Here’s your Wikipedia-cribbed (f)art history lesson of the day.
During Japan’s Edo period (1603–1868), unknown artists created elaborate scenes called, appropriately, he-gassen, or “fart battle,” in response to Japan’s xenophobic attitude toward Europeans. The Tokugawa shogunate ruthlessly persecuted Christians, and by the middle of the 17th century, few foreigners were allowed in restricted sections of Japan. Only the Chinese, the Dutch East India Company and a group of English traders could avoid arrest and execution without trial.
The xenophobia was pretty silly, these artists thought. It might as well be a fart battle. Hence these images of people farting on horseback, farting on cats, farting through tables, fanning farts back at the farters, testing out fart levitation, storing and unleashing farts from a big fart bag, farting down a building, farting down trees and just general happy fartery.

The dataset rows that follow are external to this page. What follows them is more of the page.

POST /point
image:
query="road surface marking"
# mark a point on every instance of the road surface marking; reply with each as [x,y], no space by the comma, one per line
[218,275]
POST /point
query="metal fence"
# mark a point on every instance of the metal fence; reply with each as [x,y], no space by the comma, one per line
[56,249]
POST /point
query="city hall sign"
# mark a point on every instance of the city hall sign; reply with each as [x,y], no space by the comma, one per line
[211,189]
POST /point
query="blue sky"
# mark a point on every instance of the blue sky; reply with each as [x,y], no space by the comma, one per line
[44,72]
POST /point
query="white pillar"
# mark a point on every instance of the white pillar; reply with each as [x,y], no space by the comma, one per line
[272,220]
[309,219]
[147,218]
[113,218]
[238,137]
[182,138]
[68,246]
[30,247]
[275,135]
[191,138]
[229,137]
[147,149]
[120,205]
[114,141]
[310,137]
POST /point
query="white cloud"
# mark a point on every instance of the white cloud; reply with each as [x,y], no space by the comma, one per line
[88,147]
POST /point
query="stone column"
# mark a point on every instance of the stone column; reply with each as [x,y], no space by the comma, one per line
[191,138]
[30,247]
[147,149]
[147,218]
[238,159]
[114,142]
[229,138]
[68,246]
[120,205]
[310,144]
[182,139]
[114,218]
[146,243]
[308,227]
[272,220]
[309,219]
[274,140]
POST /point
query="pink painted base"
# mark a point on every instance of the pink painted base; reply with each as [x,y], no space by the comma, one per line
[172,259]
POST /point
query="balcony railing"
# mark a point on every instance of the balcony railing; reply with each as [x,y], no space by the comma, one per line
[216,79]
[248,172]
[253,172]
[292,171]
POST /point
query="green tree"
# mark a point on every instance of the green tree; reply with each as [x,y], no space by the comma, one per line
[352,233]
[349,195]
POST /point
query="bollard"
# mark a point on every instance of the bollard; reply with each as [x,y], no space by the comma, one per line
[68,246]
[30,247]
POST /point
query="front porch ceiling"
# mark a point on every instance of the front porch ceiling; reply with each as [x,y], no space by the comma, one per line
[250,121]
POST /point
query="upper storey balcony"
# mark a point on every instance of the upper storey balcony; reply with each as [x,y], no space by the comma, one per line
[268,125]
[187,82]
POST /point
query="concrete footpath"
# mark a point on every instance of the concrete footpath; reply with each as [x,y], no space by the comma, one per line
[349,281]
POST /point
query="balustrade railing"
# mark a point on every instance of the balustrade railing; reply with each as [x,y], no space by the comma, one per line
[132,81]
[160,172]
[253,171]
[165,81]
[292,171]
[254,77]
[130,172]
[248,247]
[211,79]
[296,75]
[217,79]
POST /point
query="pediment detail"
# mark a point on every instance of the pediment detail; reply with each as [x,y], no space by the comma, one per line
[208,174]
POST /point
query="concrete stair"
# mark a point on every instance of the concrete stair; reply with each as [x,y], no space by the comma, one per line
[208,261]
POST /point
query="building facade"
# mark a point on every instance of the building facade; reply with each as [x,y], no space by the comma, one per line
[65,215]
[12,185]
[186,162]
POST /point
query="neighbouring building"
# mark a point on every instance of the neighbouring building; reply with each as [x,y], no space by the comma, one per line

It’s actually quite sophisticated. He-gassen is awfully clever scatological satire, in the vein of Rabelais or Jonathan Swift, who filled his British government–trolling Gulliver’s Travels with lots and lots of detailed visuals of poop and pee and gas. Throughout history, artists and writers have used excrement to symbolize corruption. It works so well because even if you don’t quite get the significance, you can laugh and simply enjoy being human.